Sous couvert de la législation sur l'état de siège opportunément maintenue, les BMA et les postes TR, en collaboration avec la ST et avec la Justice militaire, purent, au moins jusqu'à mi-1941, continuer à débusquer et faire arrêter les agents de l'Abwehr. Certains furent transférés en Afrique du Nord (AFN). Ce sont 316 agents de l'Axe (dont 16 fusillés).
Les succès inattendus des BMA et des TR irritèrent l'occupant nazi et le gouvernement de l'état français de Vichy fut contraint de restreindre les moyens. Les missions de contre-espionnage furent transférées aux autorités civiles. Les ST perdirent la tutelle des BMA. On voit apparaître un nouveau service de renseignements, le Centre d'information gouvernemental (CIG) pour coiffer les activités des trois services de renseignement ex-militaires (SR Guerre, SR Marine et SR Air).
En 1942, Vichy dissout les BMA avec l'arrivée de Pierre Laval. Le , est créé un service de Sécurité Militaire (SSM) confié au commandant Paillole, sans moyens et sous haute surveillance.
Après le débarquement des Anglo-Américains en Afrique du Nord, les troupes allemandes envahissent la Zone non-occupée en novembre 1942. Les services officiels de contre-espionnage disparaissent en France, y compris les brigades de surveillance du territoire. Les services replient leur personnel sur Alger.
Il subsiste toutefois une double structure clandestine :
- le réseau Travaux ruraux (TR,) dirigé par le commandant Roger Lafont (Verneuil)[3]
- un échelon précurseur du SSM (SM précurseur), dirigé par le commandant Henri Navarre, destiné à préparer l'implantation de la Sécurité militaire dans les premiers combats à venir pour la Libération.
Tout ceci se déroule sur fond de rivalités en Algérie entre les généraux Giraud et de Gaulle, jusqu'à l'unification des mouvements de résistance[4].
Contre-espionnage en Afrique du Nord
L'Afrique du nord, de 1940 à 1942, est comme un prolongement de la zone libre de métropole séparée par la Méditerranée. Elle est le grand espoir et le centre d'attraction pour une partie des résistants, ceux qui pour diverses raisons ne veulent pas rejoindre le général de Gaulle. Alger devient le second pôle de la revanche française. Il se trouvera là des militaires de l'armée d'armistice que les nazis ont fait expulser vers l'AFN ou qui ont démissionné et gagné l'AFN. D'une manière générale, les Français d'AFN sont anti-allemands en grande majorité. Des organismes comme la LVF, le SOL, etc. sont virulents mais en minorité nette. Le contre-espionnage en Afrique du Nord est d'abord dirigé par le colonel Jean Chrétien du début de l'année 1941 au début de l'année 1943 puis par le commandant Paul Paillole[5].

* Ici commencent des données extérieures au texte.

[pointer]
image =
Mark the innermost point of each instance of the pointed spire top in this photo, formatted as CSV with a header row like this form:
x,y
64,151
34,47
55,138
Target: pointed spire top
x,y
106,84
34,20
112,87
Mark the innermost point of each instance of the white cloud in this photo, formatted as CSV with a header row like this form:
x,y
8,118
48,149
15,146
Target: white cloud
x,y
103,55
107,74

Commissions de contrĂ´le nazies
Malgré l'armistice, la France reste relativement maître chez elle en Afrique du Nord où il règne une certaine hostilité vis-à -vis des Allemands et notamment ceux des commissions de contrôle de l'armistice. Ceux-ci sont "enveloppés de sollicitude", accompagnés dans leurs moindres déplacements. Leur action est engluée, paralysée sous couvert de manifestations de collaborations amicales. En effet, l'État major de l'Armée a fait camoufler, en particulier au Maroc, de gros stocks d'armes et de munitions et en fait fabriquer clandestinement, en vue d'une mobilisation secrète et rapide. Il faut couvrir ces activités à l'occupant nazi et à son allié italien. Des brigades de police spécialisée sont à l’œuvre, le courrier est surveillé et les conversations téléphoniques écoutées. Tout contact de civils avec les commissions aboutit à des arrestations discrètes et parfois à des incarcérations au secret voire des liquidations physiques[6].
Les Allemands ne sont pas dupes, protestent mais leurs agents sont éliminés impitoyablement. Les Commissions se résignent à exécuter strictement leurs missions officielles et ne rencontrent que du vide[7].

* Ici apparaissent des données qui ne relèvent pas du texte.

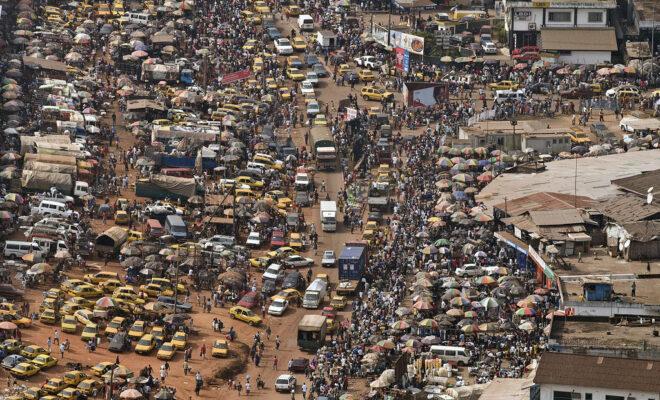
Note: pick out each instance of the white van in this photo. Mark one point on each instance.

Défense contre les réseaux nazis
Dans chacune des cinq divisions territoriales de l'AFN existe un bureau militaire de contre-espionnage disposant d'une brigade de surveillance du territoire. Ils s'appuient sur des hommes choisis provenant de différents services tels que les corps de troupes, la gendarmerie, la marine, la douane, les forestiers, etc. ainsi que sur des civils bénévoles. Cette organisation efficace fait tomber et décliner l'effort allemand : les arrestations d'espions passent de 3 960 en 1943 à 1 170 en 1944. D'interrogatoires en arrestations se fait peu à peu la découverte des services de renseignement allemands.
En Afrique du Nord, entre janvier et fin octobre 1942, 1 223 agents furent arrêtés.
Les efforts de propagande ennemis sur les musulmans furent jugulés et des chefs marocains incarcérés à la suite de contacts avec les nazis. Des agents retournés ont fourni de faux renseignements : ils ont été intoxiqués. D'autres sont appâtés par des agents français jouant de faux nazis.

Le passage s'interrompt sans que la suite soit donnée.